Nine leading chemical companies, including Solvay, and two industry associations formed a dedicated working group, convened by the World Business Council for Sustainable Development (WBCSD). The group took a leadership role in piloting and refining the three-step framework described in WBCSD’s SDG Sector Roadmap Guidelines.

In the context of this exercise, Solvay identified nine SDGs where the Group can have a material impact, positive or negative. The Group then integrated these seven SDGs into its materiality analysis as the official agenda of the “Planet” (Governments and NGOs) stakeholder group.

This preliminary list was reviewed in 2019, within the context of the work to define the Group’s purpose, with an increasing focus on the impacts of products and operations. Solvay’s main impacts can be grouped into three categories: climate, resources, and quality of life.
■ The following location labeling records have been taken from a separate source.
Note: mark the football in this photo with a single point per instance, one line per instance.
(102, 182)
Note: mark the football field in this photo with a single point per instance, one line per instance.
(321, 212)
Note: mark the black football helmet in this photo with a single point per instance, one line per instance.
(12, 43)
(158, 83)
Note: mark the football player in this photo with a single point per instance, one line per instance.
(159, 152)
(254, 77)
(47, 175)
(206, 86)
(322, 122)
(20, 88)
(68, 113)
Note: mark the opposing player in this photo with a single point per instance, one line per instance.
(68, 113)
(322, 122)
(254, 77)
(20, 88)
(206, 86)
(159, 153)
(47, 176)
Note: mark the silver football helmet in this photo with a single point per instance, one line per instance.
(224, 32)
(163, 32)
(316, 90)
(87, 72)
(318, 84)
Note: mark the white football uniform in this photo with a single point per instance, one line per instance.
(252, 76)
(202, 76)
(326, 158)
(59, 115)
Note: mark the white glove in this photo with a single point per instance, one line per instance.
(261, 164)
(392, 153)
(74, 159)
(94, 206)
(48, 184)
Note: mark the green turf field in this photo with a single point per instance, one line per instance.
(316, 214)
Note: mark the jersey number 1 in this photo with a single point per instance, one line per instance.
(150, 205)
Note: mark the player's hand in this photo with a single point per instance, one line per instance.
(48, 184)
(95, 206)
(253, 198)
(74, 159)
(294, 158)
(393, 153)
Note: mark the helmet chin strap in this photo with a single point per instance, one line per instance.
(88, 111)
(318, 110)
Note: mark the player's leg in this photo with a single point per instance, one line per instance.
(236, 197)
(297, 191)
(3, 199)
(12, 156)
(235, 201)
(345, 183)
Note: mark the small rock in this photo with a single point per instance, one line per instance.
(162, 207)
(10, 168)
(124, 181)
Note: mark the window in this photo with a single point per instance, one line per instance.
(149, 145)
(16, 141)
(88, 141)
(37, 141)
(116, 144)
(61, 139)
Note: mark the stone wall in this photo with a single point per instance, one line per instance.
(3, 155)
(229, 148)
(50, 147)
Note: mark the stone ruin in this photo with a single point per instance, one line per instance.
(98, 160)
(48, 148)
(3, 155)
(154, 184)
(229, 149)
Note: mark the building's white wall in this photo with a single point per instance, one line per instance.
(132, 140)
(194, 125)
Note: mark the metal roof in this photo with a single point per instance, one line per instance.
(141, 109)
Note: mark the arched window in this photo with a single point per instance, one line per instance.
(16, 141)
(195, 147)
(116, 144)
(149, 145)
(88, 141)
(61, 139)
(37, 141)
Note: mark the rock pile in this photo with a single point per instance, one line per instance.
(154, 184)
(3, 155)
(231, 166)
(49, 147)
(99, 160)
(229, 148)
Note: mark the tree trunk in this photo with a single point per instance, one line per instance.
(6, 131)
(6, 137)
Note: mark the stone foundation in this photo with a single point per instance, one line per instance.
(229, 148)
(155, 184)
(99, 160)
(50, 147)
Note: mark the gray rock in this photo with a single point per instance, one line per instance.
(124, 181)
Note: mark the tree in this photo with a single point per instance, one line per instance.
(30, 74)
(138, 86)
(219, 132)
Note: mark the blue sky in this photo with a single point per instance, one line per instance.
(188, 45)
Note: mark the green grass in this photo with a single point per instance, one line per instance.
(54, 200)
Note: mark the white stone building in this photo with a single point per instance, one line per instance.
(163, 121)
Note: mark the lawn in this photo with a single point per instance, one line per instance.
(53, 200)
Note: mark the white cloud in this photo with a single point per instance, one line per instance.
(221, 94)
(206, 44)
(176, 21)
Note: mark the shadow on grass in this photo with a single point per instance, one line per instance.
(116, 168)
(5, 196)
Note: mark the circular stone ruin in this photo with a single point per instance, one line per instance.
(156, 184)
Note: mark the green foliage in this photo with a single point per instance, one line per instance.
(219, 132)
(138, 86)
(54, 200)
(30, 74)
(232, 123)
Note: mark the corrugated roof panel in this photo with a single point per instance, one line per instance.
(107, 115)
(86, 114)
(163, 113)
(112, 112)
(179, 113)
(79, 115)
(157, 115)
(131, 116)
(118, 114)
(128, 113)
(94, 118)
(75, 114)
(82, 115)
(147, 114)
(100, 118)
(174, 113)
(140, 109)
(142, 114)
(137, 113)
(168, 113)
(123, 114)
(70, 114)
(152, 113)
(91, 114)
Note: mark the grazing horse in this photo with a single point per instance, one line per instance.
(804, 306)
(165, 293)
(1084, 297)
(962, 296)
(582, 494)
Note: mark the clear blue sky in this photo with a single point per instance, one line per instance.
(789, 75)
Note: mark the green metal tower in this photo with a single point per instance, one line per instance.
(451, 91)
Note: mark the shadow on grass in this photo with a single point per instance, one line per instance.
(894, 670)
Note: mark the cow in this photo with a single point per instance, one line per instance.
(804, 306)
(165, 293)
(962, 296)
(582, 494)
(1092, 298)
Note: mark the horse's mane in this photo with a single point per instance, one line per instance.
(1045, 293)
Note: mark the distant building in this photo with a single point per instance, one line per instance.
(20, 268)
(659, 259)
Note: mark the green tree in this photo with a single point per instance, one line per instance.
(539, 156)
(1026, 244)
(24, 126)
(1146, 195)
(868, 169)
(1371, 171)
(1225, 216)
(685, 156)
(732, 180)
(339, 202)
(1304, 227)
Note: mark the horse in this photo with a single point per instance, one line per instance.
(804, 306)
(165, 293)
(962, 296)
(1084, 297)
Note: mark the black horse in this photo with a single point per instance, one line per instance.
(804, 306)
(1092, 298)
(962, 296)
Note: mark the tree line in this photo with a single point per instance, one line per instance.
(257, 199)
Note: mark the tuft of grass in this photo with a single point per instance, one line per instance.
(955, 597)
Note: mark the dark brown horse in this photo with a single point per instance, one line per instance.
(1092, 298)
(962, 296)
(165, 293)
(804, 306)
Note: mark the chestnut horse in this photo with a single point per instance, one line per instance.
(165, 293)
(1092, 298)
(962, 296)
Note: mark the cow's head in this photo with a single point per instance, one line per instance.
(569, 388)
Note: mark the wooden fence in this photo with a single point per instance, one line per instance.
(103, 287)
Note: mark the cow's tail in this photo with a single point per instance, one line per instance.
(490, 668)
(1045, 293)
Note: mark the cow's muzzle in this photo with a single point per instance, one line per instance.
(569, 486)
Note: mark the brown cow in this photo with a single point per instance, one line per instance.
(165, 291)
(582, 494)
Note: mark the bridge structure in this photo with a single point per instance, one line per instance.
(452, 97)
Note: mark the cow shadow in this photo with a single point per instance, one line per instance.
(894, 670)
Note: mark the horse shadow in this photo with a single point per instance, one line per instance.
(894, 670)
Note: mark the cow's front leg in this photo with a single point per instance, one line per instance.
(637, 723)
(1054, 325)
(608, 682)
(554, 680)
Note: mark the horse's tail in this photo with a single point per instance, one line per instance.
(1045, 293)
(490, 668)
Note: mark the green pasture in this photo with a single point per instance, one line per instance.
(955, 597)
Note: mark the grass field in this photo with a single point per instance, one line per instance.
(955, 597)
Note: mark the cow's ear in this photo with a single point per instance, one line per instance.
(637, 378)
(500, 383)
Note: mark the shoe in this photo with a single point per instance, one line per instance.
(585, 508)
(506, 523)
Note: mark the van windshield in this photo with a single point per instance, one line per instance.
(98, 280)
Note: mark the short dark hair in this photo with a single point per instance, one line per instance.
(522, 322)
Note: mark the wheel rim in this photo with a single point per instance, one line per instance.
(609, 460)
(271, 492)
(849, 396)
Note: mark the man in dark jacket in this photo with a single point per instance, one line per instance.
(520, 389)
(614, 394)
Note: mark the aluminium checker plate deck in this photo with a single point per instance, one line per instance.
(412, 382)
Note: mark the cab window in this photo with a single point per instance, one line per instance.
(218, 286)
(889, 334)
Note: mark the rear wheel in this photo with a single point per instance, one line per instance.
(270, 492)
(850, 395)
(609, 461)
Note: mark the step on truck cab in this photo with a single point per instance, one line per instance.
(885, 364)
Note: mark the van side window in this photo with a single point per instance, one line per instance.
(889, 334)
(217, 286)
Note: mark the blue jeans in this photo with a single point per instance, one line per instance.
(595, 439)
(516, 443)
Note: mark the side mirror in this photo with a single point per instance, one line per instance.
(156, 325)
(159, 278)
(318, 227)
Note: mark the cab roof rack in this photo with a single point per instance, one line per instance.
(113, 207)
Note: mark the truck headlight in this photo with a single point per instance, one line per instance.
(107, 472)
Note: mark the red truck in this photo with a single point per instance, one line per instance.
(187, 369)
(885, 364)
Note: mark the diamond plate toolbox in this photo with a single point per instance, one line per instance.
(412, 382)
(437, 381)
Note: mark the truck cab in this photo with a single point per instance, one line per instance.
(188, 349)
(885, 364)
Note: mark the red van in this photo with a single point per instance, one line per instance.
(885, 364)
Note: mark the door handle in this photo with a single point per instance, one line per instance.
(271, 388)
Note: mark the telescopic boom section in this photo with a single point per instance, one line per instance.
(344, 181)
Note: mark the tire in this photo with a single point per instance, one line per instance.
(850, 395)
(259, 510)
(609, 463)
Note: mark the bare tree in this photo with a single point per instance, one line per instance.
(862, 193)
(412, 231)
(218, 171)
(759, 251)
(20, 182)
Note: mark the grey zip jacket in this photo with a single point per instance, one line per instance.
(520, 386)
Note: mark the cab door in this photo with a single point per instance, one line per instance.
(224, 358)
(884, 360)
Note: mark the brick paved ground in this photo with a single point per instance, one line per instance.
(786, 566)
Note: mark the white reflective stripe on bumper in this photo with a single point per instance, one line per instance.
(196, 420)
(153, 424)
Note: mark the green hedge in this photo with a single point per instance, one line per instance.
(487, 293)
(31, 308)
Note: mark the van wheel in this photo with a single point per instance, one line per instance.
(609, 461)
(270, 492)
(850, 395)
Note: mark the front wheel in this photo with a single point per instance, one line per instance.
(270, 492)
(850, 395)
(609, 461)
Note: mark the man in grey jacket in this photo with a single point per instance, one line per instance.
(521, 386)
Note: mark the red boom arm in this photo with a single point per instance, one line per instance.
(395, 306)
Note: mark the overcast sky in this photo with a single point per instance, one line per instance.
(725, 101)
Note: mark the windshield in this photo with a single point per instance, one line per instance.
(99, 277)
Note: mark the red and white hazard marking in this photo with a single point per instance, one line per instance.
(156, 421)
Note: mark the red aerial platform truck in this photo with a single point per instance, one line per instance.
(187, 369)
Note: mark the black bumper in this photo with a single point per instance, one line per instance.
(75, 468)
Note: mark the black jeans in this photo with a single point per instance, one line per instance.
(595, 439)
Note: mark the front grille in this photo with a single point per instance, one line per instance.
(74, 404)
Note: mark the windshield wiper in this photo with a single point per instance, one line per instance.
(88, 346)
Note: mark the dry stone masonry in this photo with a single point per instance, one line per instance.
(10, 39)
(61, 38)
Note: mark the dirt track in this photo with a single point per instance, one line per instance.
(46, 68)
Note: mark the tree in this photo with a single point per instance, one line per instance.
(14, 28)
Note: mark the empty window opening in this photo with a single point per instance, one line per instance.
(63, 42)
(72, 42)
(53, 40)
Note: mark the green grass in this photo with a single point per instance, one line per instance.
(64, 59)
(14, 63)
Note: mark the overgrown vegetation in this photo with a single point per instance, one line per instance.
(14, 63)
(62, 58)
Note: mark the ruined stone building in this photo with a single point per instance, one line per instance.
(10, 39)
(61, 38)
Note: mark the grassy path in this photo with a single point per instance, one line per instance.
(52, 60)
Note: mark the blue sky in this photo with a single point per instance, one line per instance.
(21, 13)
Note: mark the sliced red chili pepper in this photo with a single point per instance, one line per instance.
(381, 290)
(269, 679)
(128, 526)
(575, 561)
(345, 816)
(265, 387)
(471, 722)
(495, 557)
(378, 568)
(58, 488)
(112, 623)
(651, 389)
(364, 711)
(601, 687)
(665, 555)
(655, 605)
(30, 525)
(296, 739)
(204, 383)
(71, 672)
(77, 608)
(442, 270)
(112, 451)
The corresponding list of SDGs on which Solvay can have the most impact, positive or negative, through its operations and the products it sells, is the following:


Climate, through the Group’s energy consumption and greenhouse gas emissions, but also through products that impact customers’ energy consumption or greenhouse gas emissions.


Resources, through the Group’s raw materials consumption, water consumption, effluents, emissions, and waste generation, but also through products’ life cycles and end-of-life management.


• Better Life, through the Group’s management of hazardous materials, people, process and product safety, through social dialogue initiatives, and through its product portfolio.